Towards the end of the play, Rothko talks about younger, newer artists coming out and he has some feelings about them. Can you relate to this at all as an actor? Yes, I think generationally it happens to everybody. I'm 57 this year and you reach a point in your life, in your middle age, when you start to think, "I've got maybe 15, 20 years left if I'm healthy and strong and there's a whole new generation out there," there's a sense of sort of passing it on somehow. There's a sense of making way, you step aside, but I think that's just life, that's nature. The grace that you display is in how you take it, how you handle it. A lot of people who have spent their lives being physical and then they reach a point where they start teaching, because that's a very active, a very proactive way of handing down.

I started teaching about 12 years ago; I work with young actors. It's a way of sort of positively handing down and saying "Okay, it's your turn, and for what it's worth this is what I've learned," and I think that's a positive way rather than sitting around and going "Oh these whippersnappers." There's room at the table for everybody. I think Rothko certainly seemed to have some difficulty with that. It's inevitable and unavoidable. Might as well embrace it.

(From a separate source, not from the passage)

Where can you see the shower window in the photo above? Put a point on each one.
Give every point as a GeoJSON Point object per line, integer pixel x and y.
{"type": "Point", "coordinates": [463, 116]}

I think one of my first memories of you is probably Boogie Nights, and there's a line that's become one of my favorite non-sequitors to work into conversation: "I make these little mixtapes!" When you're out and about, do you get people quoting some of the lines from your films? Oh yeah, I do, and what's interesting about it is that it absolutely gets broken down into generations. It's really interesting, people of my age tend to quote the line from Raiders of the Lost Ark, "Throw me the idol, I'll throw you the whip." That's the first film I ever did, so there's a kind of connection with that. The younger generation who saw Boogie Nights, they sort of say, "Loved that line, man, when you say 'Oh that's Cosmo...he's Chinese.'" And then of course there are the even younger people who remember things like Spider Man so its just very flattering in a way. I don't find it irritating, it means that I'm part of some sort of history in film, and that's flattering.